“We’re right in the middle of the first wave globally,” said Dr. Mike Ryan, a World Health Organization executive director.
By Associated Press
The risks of reigniting coronavirus outbreaks are complicating efforts to fend off further misery for the many millions who have lost jobs, with a top health expert warning that the world is still in the midst of a “first wave” of the pandemic.
“Right now, we’re not in the second wave. We’re right in the middle of the first wave globally,” said Dr. Mike Ryan, a World Health Organization executive director.
“We’re still very much in a phase where the disease is actually on the way up,” Ryan told reporters, pointing to South America, South Asia and other areas where the number of infections is still on the rise.
A U.S. travel ban was due to take effect Tuesday for foreigners coming from Brazil, where the virus is raging through communities with no signs of abating. The ban, originally to take effect Thursday, was moved up.
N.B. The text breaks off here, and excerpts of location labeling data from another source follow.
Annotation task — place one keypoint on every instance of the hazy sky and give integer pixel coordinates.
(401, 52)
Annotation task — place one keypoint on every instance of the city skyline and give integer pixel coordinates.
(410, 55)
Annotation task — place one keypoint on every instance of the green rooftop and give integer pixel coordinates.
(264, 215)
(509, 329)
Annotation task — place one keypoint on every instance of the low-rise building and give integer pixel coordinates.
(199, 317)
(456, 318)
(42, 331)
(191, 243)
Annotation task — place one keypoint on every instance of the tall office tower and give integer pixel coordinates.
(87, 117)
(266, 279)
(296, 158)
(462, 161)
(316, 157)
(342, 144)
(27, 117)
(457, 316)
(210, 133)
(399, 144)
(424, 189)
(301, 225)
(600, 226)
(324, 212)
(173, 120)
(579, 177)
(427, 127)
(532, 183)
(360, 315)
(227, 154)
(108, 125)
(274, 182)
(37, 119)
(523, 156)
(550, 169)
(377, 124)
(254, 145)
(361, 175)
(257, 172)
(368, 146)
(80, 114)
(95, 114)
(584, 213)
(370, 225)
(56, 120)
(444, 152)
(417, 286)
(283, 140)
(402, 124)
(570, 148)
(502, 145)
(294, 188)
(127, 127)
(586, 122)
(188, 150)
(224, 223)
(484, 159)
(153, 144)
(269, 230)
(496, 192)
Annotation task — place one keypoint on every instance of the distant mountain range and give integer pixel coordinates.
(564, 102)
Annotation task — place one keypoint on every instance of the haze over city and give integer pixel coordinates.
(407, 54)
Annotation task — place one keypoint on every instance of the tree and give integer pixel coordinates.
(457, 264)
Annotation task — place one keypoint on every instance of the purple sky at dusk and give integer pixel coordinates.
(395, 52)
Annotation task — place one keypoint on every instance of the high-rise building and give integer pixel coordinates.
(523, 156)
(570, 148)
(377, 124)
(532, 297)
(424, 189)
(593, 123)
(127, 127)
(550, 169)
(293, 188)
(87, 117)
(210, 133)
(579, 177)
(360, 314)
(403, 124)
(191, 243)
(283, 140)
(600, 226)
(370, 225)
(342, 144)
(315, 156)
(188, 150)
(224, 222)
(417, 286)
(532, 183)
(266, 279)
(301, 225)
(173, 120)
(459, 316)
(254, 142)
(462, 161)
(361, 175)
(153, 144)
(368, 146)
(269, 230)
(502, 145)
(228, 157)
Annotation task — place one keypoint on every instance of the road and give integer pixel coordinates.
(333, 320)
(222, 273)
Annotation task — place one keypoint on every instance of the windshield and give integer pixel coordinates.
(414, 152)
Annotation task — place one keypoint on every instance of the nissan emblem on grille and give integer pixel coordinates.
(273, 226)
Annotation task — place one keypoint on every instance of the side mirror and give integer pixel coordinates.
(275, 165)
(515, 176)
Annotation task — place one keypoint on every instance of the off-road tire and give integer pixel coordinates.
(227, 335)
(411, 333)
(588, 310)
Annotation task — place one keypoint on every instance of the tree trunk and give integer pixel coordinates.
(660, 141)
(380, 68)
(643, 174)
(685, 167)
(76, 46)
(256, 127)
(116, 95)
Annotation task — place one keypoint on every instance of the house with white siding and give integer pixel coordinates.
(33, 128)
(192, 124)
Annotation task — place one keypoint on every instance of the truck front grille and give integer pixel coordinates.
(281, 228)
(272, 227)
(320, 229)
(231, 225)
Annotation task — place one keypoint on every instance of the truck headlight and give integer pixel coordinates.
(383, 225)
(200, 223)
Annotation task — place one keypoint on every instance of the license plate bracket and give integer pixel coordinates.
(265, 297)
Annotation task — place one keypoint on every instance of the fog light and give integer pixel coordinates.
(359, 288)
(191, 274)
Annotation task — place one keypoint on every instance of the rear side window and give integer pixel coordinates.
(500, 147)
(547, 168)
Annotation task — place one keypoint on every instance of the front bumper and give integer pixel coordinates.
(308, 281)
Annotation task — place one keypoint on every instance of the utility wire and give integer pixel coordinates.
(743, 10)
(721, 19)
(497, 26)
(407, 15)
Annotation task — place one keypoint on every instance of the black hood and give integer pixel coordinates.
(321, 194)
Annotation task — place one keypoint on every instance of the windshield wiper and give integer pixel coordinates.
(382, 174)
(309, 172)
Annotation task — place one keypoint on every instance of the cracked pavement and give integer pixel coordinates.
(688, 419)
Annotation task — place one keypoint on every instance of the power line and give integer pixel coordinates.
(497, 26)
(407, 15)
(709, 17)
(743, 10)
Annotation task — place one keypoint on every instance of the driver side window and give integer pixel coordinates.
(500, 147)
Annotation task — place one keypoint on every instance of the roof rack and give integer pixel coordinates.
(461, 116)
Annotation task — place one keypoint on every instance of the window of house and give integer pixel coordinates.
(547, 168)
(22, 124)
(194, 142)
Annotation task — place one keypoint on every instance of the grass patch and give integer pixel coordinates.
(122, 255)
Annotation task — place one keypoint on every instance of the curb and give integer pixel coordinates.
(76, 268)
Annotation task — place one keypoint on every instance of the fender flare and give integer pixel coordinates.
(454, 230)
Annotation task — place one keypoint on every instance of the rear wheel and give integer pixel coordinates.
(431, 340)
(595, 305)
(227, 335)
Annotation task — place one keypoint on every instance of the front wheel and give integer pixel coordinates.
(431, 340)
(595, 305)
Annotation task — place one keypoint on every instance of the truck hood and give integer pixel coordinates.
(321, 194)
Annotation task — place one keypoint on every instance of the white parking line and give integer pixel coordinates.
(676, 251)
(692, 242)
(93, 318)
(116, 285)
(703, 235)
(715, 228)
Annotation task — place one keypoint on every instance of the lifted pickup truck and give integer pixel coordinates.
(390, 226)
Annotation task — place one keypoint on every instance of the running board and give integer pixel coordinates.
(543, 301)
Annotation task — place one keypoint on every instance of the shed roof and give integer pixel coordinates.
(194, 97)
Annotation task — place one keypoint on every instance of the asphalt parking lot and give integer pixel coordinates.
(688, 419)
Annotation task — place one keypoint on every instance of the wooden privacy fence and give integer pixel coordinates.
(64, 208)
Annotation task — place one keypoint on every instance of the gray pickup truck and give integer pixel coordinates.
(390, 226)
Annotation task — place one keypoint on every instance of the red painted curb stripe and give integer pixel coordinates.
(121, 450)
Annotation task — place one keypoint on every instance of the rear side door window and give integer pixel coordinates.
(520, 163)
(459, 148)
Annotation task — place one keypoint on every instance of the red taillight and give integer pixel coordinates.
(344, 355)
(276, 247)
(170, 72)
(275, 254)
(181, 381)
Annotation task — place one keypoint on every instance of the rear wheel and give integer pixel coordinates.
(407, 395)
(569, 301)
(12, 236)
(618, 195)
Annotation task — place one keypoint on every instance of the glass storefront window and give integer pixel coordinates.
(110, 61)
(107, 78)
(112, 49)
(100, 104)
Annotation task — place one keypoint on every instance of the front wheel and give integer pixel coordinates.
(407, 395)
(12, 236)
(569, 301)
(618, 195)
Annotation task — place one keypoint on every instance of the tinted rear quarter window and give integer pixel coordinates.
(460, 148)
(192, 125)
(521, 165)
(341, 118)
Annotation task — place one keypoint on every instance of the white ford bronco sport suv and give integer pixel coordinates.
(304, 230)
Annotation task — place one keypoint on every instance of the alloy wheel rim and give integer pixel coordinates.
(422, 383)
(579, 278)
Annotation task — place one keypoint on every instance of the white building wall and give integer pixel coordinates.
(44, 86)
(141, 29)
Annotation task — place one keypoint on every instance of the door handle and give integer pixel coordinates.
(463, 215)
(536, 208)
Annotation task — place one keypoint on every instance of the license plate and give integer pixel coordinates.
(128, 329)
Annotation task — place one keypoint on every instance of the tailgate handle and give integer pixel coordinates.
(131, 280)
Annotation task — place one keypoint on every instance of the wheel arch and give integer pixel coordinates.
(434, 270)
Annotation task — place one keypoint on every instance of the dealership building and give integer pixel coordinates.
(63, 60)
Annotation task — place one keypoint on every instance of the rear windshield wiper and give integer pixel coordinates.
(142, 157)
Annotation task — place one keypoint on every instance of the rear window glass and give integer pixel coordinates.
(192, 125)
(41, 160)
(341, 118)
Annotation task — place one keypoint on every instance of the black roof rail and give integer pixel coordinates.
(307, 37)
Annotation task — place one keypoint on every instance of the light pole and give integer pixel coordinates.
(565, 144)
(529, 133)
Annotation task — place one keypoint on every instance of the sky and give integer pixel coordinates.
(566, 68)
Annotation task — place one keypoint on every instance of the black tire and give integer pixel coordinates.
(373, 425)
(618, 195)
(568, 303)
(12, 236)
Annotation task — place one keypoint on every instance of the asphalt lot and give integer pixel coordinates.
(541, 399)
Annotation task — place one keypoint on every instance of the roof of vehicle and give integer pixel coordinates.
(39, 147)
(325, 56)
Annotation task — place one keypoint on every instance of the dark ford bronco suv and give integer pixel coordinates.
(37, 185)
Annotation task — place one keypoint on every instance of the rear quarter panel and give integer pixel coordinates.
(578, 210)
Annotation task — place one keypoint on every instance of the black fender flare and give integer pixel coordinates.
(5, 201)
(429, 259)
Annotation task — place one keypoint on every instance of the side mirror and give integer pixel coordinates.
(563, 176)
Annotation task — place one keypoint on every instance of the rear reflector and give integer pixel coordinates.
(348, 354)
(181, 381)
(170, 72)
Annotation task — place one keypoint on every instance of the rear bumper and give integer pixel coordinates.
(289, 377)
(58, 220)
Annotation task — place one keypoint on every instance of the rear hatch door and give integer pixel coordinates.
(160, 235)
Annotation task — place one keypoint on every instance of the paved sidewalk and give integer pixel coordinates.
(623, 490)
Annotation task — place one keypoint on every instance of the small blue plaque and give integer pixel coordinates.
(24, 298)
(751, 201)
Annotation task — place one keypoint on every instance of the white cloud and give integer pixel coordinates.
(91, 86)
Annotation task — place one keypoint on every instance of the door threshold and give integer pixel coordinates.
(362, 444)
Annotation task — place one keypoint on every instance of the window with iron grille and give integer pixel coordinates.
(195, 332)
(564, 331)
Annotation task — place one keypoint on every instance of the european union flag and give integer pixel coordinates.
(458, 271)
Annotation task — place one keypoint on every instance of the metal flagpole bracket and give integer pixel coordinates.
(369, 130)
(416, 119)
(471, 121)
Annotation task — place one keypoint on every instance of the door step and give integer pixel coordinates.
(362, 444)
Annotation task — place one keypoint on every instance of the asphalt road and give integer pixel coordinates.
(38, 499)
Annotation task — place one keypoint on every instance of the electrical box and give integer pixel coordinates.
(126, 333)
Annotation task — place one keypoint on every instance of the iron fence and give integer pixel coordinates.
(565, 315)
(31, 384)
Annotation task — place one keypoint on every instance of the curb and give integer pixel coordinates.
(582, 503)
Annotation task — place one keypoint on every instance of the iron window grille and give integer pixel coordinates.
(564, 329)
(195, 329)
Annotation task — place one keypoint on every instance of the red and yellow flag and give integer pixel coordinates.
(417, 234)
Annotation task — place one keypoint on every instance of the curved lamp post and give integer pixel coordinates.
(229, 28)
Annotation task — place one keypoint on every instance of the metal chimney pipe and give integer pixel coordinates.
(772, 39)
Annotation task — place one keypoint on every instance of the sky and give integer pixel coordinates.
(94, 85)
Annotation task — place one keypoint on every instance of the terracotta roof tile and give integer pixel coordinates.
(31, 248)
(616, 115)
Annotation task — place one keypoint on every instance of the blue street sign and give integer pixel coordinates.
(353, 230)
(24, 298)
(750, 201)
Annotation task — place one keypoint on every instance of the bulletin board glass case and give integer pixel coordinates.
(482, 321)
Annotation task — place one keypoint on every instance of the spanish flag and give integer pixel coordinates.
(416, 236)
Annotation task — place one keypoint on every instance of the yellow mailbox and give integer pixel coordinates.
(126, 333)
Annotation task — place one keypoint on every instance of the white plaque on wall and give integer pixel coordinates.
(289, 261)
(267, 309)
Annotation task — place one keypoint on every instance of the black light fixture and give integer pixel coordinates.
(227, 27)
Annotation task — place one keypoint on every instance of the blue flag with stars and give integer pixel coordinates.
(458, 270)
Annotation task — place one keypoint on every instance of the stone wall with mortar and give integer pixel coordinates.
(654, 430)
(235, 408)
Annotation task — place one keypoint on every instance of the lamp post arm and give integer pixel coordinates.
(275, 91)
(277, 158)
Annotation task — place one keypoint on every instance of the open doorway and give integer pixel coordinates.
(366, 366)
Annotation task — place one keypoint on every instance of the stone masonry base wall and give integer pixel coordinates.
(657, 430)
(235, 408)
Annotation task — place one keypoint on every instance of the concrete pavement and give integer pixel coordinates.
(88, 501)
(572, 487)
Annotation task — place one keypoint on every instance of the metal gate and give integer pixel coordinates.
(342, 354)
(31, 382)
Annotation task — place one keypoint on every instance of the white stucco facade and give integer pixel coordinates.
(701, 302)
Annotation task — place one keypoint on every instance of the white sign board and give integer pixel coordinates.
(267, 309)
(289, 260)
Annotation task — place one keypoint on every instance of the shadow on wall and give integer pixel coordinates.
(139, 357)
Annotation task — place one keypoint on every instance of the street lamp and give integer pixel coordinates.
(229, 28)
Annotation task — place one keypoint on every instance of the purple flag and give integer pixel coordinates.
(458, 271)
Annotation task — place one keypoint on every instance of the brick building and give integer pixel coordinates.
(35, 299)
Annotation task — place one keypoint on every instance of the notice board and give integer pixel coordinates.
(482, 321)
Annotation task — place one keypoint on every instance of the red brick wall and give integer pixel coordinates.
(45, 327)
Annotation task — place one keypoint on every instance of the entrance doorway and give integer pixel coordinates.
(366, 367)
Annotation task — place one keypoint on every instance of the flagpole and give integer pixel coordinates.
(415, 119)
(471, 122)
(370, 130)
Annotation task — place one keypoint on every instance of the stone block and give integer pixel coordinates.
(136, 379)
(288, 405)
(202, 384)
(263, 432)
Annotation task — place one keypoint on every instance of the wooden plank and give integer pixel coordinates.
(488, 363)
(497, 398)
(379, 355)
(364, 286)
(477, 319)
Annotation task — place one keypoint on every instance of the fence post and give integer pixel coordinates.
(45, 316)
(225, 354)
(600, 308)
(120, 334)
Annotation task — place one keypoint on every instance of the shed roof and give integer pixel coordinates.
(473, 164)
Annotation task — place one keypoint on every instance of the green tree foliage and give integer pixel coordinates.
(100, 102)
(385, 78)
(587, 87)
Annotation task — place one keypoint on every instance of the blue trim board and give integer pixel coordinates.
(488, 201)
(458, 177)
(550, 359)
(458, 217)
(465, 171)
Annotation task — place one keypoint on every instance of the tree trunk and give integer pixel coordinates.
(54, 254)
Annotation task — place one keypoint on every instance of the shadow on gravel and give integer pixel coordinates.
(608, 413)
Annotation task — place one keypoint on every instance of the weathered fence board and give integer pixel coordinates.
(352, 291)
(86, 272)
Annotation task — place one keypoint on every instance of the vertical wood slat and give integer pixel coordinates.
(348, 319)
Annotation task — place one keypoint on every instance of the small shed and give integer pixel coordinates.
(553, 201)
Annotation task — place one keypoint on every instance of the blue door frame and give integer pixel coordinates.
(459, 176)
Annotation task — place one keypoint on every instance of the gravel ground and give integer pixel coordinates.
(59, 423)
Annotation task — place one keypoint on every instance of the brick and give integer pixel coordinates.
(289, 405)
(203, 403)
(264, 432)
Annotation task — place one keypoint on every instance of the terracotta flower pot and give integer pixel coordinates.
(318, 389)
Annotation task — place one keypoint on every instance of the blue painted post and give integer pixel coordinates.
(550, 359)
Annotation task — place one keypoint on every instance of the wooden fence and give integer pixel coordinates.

It does not apply to U.S. citizens.
Despite hopes that the so-called “first wave” of the pandemic may be waning, Ryan, the WHO official, warned that future “spikes” of outbreaks may mean the first wave is not over.
With infections surging in South America, the WHO warned Brazil’s leaders against reopening its economy before it can perform enough testing to control the spread of the pandemic.
“Intense” transmission rates mean Brazil should retain some stay-at-home measures despite the economic hardships, Ryan told reporters.
“In these kind of circumstances, there may be no alternative,” he said. “You must continue to do everything you can.”
Tests by a U.S. biotechnology company, Novavax, have begun in Australia with hopes of releasing a proven vaccine this year. A Novavax executive said 131 volunteers were getting injections in the first phase of the trial to test the vaccine’s safety and effectiveness.
Novovax expects the results of the Australian trial to be known in July.
About a dozen experimental vaccines are in early stages of testing or poised to start, and it’s not clear whether any will prove safe and effective. But they use different methods and technologies, increasing the odds that one might succeed.
“We are in parallel making doses, making vaccine in anticipation that we’ll be able to show it’s working and be able to start deploying it by the end of this year,” Novovax’s research chief, Dr. Gregory Glenn, told a virtual news conference in Melbourne, Australia, from the company’s headquarters in Maryland.
On the weekend marking the unofficial start of summer, U.S. authorities warned people heading to beaches, parks or backyard barbecues to heed social-distancing rules to avoid a resurgence of the disease that has infected 5.4 million people worldwide and killed over 345,000, including nearly 100,000 Americans, according to a tally by Johns Hopkins University.
Veterans, along with nursing home residents, have made up a significant portion of those who died in the U.S. outbreak, and Memorial Day commemorations were canceled or toned down across the country.
“This is our freedom. This is our history. It’s what they fought for,” said Frank Groblebe as he and his wife placed lilacs on several graves at Mountview Cemetery in Billings, Montana. They included the graves of his mother and his father, who served in the Philippines as a Navy Seabee during World War II.
“Anything that shows respect for it is all right with me,” Groblebe said, fighting back tears.